Volto a repetir o exemplo - porque é singelo - do que aconteceu agora com o setor de autopeças, ou o que acontece com os americanos na sua autodefesa.

Por isso o Governo brasileiro, apesar de dizer "agora as fronteiras se abriram", "a negociação é aberta", tem a obrigação de informar que fórmulas o Brasil utilizará para entrar nessa aldeia global.

Querem importar picanha, e o Governo concorda; querem importar brinquedos da China, importem; querem importar não sei o quê, importem.

Sr. Presidente, quando fui Ministro da Agricultura - já contei este fato aqui -, fui chamado pelo Presidente Sarney porque o Ministro Setubal, das Relações Exteriores, disse na reunião que havia um plano espetacular dos americanos para nos vender leite em pó. Não me lembro bem dos valores, mas era algo em torno de 10 ou 20% do preço que pagávamos pelo nosso leite. Eu fui contra. Nós tínhamos feito um plano pelo qual estabelecíamos um preço e nós, Governo, garantíamos aquele preço ao produtor para que ele tivesse condições de produzir, notadamente em uma época de inflação maluca como era aquela antes do Plano Cruzado.

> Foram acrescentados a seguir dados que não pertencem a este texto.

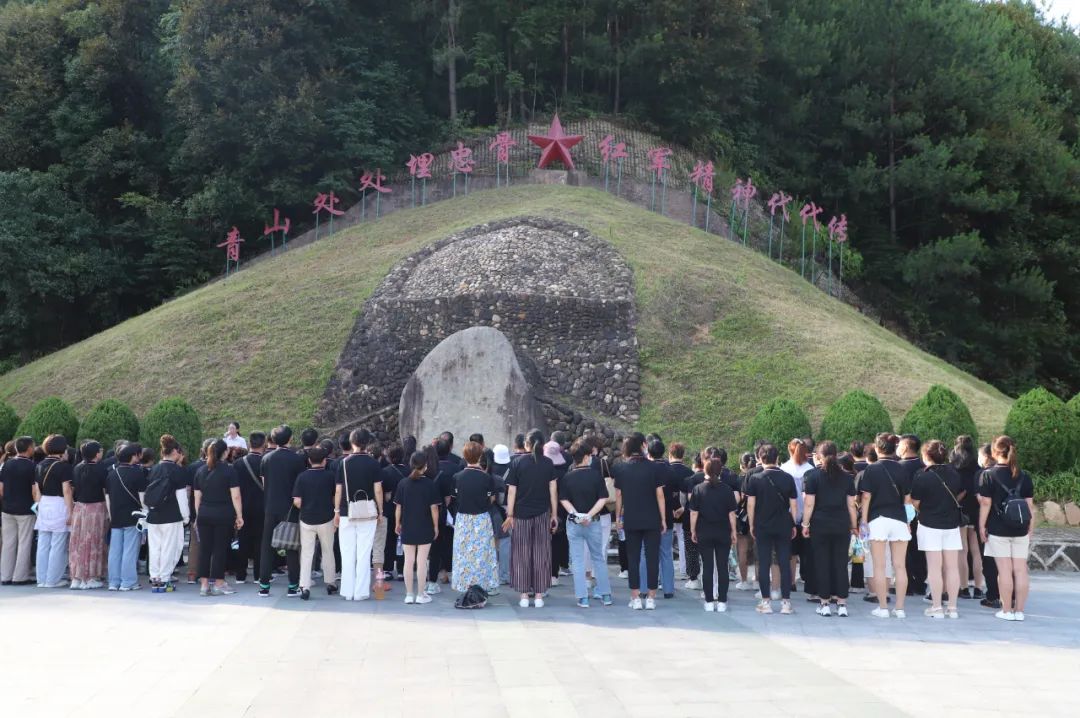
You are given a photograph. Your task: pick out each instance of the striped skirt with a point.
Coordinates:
(530, 554)
(90, 523)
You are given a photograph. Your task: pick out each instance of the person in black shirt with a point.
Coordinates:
(55, 503)
(772, 507)
(640, 507)
(90, 520)
(16, 489)
(583, 495)
(417, 510)
(936, 492)
(1007, 540)
(828, 523)
(315, 496)
(885, 496)
(531, 517)
(359, 477)
(281, 465)
(124, 485)
(167, 485)
(474, 558)
(713, 529)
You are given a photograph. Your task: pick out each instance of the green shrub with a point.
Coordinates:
(109, 421)
(176, 417)
(1045, 431)
(940, 415)
(778, 422)
(50, 416)
(854, 417)
(9, 422)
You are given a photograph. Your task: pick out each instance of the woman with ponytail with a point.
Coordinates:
(1006, 527)
(531, 517)
(417, 504)
(828, 523)
(713, 507)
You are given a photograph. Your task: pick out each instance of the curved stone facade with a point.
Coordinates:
(563, 297)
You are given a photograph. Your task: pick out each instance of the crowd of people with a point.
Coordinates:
(895, 518)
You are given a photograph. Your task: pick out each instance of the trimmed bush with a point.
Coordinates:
(9, 422)
(940, 415)
(1045, 431)
(778, 422)
(109, 421)
(173, 416)
(50, 416)
(854, 417)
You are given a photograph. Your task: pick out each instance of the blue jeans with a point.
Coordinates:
(593, 537)
(52, 557)
(123, 557)
(666, 561)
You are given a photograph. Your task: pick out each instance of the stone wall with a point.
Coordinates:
(563, 297)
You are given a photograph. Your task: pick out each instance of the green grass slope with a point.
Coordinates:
(721, 328)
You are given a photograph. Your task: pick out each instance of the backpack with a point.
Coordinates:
(1013, 509)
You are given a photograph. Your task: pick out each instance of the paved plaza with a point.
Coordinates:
(90, 653)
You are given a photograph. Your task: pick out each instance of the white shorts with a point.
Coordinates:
(931, 539)
(883, 528)
(1008, 546)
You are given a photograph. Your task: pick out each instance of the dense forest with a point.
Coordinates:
(133, 133)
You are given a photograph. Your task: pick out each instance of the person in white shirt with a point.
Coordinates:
(232, 437)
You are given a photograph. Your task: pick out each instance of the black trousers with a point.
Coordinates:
(649, 539)
(714, 553)
(215, 534)
(267, 561)
(831, 563)
(782, 544)
(250, 537)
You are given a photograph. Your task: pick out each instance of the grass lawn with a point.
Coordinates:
(721, 329)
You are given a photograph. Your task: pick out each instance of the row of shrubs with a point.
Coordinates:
(108, 421)
(1047, 429)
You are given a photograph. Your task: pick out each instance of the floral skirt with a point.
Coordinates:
(90, 523)
(474, 558)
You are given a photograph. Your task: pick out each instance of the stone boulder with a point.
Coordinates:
(470, 382)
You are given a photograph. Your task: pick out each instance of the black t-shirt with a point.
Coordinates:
(280, 469)
(363, 472)
(473, 489)
(89, 483)
(169, 512)
(532, 478)
(251, 484)
(990, 486)
(772, 490)
(314, 488)
(638, 481)
(831, 500)
(123, 483)
(714, 505)
(416, 497)
(216, 500)
(582, 488)
(18, 476)
(887, 483)
(937, 509)
(52, 475)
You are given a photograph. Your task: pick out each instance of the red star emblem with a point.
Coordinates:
(555, 146)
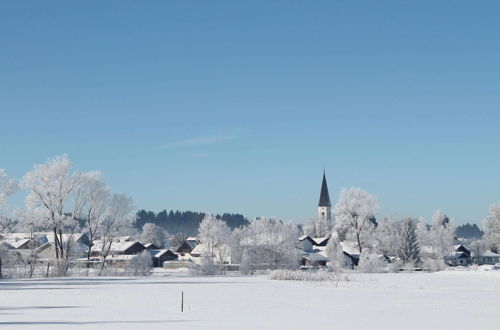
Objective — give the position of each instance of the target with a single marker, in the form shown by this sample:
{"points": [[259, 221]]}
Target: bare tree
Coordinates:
{"points": [[118, 220], [492, 228], [8, 187], [91, 200]]}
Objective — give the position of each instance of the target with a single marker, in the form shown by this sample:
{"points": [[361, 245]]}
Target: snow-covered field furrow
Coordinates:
{"points": [[445, 300]]}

Nessa ocasião, o Presidente José Sarney virou-se para mim e disse: "Ministro Pedro Simon, logo V. Exª, que é popular, está contra a importação de leite, com o que se poderá vender leite praticamente de graça?" Ao que lhe disse: Senhor Presidente, sou contra. Se o Sr. Ministro Olavo Setubal me disser que há um projeto em que os americanos, por dez anos, vão nos fornecer o leite a esse preço, tudo bem. Vamos desmontar a indústria de leite nacional; não vamos produzir mais nada; porém, durante dez anos o povo vai tomar leite praticamente de graça. Nesse período, vamos ver o que faremos. Mas, por um ano? Iremos destruir a produção de leite nacional para, depois, eles nos venderem leite pelo preço que quiserem? Sou contra.

Sr. Presidente, não me arrependo do que fiz. A meu juízo, tive um gesto importante naquele momento.

A meu ver, o Governo brasileiro precisa ter uma fórmula para agir, precisa ter uma política de agir, mas não essa pela qual se diz ser neoliberal e que os antigos nacionalistas são dinossauros.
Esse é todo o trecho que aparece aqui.